C’est «la première fois que des étrangers sont surpris au milieu de criminels», avait-il auparavant déclaré à la télévision nationale (RTNB). Selon le ministère de la Sécurité publique, «un mortier, une Kalachnikov et des pistolets ont été saisis au cours de cette opération».

Le Monde a réclamé «la libération immédiate de ses deux envoyés spéciaux». L’AFP a également demandé que Phil Moore et Jean-Philippe Rémy, «arrêtés alors qu’ils exerçaient leur mission d’informer», soient «libérés au plus vite». L’Union européenne s’est dite «extrêmement préoccupée» par ces arrestations, comme l’Association des correspondants étrangers en Afrique de l’Est (FCAEA). L’organisation Reporters sans Frontières (RSF) a dénoncé une «atteinte à la liberté d’informer».

Jean-Philippe Rémy, 49 ans, est basé en Afrique depuis 1998, d’abord à Nairobi puis à Johannesburg depuis 2009. Il a notamment remporté le prestigieux Prix Bayeux des correspondants de guerre en 2013 pour un reportage en Syrie.

Phil Moore, 34 ans, a effectué de nombreux reportages à travers l’Afrique, mais aussi au Pakistan ou en Bolivie. Son travail a notamment été exposé en 2013 au réputé festival de photojournalisme Visa pour l’Image de Perpignan (sud de la France).

L’UA inquiète

Le Burundi a plongé fin avril dans une grave crise à l’annonce de la candidature du président Pierre Nkurunziza à un 3e mandat, en violation selon ses adversaires de la Constitution et de l’Accord d’Arusha ayant permis de mettre fin à la sanglante guerre civile (1993 et 2006) qui continue de hanter le pays.

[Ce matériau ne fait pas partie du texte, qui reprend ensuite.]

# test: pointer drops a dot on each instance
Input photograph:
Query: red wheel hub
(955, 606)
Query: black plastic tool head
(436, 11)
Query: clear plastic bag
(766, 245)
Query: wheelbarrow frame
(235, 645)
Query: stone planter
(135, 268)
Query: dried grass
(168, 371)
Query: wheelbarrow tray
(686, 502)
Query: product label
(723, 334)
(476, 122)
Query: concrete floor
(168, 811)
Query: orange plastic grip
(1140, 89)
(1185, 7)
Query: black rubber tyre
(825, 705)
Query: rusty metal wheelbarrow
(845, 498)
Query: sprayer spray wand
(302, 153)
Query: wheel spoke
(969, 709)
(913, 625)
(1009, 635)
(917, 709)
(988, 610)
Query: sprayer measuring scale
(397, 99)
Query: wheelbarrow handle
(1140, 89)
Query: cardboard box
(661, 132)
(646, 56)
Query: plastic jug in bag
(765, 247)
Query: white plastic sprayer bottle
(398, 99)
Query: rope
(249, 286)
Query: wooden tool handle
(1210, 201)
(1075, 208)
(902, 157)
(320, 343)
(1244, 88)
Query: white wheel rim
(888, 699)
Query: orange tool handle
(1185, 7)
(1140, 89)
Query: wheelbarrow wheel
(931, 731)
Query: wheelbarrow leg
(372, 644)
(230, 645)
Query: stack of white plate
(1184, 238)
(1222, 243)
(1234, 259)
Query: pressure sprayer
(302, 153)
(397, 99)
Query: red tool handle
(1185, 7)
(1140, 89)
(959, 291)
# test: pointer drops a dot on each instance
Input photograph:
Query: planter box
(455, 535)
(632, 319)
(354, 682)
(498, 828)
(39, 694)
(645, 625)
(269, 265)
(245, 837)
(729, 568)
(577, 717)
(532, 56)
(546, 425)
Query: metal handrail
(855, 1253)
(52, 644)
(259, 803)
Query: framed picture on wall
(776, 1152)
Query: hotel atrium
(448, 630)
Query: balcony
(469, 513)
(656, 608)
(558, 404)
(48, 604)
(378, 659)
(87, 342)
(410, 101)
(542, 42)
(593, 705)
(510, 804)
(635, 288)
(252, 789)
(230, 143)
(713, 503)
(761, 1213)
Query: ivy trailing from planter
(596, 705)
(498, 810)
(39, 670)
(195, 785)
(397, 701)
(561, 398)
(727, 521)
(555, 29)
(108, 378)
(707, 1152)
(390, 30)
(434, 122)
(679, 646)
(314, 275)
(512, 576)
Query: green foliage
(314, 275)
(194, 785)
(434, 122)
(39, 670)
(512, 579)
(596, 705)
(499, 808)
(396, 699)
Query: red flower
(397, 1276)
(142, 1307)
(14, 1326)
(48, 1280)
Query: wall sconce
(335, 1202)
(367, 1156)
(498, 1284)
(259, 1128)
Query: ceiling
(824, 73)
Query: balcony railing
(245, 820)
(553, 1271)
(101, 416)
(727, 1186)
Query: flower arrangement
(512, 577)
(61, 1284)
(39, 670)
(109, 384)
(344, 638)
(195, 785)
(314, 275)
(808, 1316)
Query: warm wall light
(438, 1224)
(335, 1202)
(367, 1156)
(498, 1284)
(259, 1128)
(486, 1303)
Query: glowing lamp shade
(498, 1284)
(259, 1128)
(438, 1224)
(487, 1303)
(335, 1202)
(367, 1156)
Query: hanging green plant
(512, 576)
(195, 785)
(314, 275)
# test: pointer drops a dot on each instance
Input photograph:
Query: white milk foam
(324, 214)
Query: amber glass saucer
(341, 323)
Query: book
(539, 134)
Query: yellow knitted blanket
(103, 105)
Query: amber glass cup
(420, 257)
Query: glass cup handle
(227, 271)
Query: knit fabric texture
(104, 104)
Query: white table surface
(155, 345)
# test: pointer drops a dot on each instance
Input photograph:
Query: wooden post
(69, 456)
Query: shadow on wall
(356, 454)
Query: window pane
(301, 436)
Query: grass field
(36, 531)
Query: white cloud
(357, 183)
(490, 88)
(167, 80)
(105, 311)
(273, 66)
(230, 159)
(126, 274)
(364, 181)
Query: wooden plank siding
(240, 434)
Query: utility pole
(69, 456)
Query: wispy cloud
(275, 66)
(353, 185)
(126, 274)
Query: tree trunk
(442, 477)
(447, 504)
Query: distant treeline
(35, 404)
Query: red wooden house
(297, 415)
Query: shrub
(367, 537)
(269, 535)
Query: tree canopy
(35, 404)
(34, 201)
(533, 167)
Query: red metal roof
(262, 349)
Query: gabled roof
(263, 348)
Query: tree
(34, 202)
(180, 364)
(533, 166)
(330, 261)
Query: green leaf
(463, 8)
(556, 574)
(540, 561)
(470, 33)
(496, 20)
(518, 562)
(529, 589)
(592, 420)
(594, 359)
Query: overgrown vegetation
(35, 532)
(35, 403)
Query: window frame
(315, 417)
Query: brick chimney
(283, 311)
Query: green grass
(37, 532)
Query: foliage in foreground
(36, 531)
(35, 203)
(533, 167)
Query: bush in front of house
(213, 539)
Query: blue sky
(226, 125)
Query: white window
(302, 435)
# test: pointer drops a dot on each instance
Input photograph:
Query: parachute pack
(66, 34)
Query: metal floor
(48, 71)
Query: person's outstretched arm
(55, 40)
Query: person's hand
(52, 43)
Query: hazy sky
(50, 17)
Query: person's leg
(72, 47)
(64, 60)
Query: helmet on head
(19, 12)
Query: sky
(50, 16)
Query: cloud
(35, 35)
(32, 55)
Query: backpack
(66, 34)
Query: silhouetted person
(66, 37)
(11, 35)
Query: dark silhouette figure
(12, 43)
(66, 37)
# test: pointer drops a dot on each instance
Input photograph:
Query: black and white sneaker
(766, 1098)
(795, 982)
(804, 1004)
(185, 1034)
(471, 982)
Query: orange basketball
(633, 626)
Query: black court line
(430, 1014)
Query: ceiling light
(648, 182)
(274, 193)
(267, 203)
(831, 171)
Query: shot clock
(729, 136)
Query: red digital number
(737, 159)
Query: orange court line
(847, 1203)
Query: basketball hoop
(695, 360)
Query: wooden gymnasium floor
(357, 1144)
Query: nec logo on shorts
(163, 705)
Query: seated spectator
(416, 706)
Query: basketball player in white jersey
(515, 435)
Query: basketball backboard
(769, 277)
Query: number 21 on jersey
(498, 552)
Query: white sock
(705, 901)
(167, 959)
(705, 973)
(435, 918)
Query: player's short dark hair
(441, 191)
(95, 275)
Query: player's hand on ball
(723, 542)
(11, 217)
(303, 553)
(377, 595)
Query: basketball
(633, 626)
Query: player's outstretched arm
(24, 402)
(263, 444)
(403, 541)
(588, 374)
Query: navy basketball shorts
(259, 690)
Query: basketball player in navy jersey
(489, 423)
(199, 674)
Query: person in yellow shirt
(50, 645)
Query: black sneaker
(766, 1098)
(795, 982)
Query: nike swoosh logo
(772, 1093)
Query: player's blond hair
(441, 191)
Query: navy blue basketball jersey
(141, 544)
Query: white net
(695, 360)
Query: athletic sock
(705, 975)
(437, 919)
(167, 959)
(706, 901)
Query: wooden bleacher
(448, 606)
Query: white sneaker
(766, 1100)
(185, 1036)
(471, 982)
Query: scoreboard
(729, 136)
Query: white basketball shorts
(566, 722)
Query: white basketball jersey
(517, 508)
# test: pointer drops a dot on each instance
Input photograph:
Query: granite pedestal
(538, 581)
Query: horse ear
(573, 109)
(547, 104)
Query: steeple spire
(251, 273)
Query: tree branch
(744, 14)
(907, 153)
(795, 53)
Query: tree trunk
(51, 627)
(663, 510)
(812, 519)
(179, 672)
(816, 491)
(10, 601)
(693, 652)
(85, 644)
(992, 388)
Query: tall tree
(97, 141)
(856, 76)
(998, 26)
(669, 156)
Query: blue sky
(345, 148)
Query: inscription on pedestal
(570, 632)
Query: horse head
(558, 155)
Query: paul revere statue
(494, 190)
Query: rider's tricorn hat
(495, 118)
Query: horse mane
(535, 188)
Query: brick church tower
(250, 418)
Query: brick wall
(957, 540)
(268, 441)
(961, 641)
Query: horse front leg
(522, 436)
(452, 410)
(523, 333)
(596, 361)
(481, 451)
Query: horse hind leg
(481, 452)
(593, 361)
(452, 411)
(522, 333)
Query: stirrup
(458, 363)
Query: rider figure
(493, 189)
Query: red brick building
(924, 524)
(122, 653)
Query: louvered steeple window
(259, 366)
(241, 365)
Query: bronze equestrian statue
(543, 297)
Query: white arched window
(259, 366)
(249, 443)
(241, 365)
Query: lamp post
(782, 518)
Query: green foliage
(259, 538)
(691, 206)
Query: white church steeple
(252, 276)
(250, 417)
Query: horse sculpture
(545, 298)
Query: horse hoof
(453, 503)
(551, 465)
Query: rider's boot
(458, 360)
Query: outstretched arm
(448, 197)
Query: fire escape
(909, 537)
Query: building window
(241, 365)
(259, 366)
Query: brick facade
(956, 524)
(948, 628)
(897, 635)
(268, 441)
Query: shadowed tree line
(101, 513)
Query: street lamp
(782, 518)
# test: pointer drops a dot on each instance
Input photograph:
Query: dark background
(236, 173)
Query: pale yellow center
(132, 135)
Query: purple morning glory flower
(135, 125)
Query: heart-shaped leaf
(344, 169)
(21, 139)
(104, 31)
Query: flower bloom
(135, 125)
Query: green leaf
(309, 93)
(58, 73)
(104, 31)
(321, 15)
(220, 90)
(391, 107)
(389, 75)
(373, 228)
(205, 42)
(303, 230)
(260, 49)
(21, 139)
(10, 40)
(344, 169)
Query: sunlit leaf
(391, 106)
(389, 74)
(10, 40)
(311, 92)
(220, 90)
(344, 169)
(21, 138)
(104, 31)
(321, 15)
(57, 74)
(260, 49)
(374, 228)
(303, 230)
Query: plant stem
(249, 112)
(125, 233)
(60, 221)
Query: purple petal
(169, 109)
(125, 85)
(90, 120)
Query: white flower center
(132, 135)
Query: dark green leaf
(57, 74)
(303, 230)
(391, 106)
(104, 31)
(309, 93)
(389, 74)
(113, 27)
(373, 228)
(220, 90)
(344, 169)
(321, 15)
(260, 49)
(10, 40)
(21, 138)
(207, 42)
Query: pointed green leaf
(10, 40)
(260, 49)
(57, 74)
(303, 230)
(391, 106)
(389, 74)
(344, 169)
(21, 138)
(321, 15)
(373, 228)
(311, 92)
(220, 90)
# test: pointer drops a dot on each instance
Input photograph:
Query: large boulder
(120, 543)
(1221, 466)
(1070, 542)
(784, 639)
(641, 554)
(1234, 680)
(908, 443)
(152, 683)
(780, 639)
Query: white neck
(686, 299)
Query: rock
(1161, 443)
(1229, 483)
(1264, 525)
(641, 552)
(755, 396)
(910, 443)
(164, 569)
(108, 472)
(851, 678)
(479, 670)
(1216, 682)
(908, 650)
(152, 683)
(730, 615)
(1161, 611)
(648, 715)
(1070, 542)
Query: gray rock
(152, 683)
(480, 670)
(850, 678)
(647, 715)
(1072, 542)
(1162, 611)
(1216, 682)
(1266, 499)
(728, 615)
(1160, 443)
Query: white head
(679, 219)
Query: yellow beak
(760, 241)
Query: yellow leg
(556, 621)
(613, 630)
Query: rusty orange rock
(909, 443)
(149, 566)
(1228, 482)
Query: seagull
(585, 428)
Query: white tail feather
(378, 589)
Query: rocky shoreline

Les autorités burundaises ont déjoué en mai un coup d’État militaire et sont venues à bout en juin par une brutale répression de six semaines de manifestations à Bujumbura, mais n’ont pu enrayer l’intensification des violences désormais armées et la création de rébellions déterminées à chasser le président Nkurunziza, finalement réélu en juillet lors d’un scrutin controversé.

Plus de 400 personnes ont été tuées depuis le début de la crise, qui a poussé à l’exil plus de 200 000 personnes, parmi lesquelles de très nombreux opposants, militants associatifs et journalistes. Les médias indépendants d’information ont été détruits ou contraints de fermer et les journalistes, menacés ou attaqués, n’ayant pas fui le pays vivent dans la clandestinité.

Le respecté correspondant de l’AFP et RFI au Burundi, Esdras Ndikumana, 54 ans, s’est réfugié au Kenya en août, après avoir été arrêté à Bujumbura et torturé par le SNR.

Un Sommet de l’Union africaine – qui s’inquiète des potentielles «conséquences dévastatrices» de la crise – doit se prononcer ce week-end sur le déploiement d’une mission africaine de maintien de la paix au Burundi, à laquelle les autorités burundaises s’opposent catégoriquement.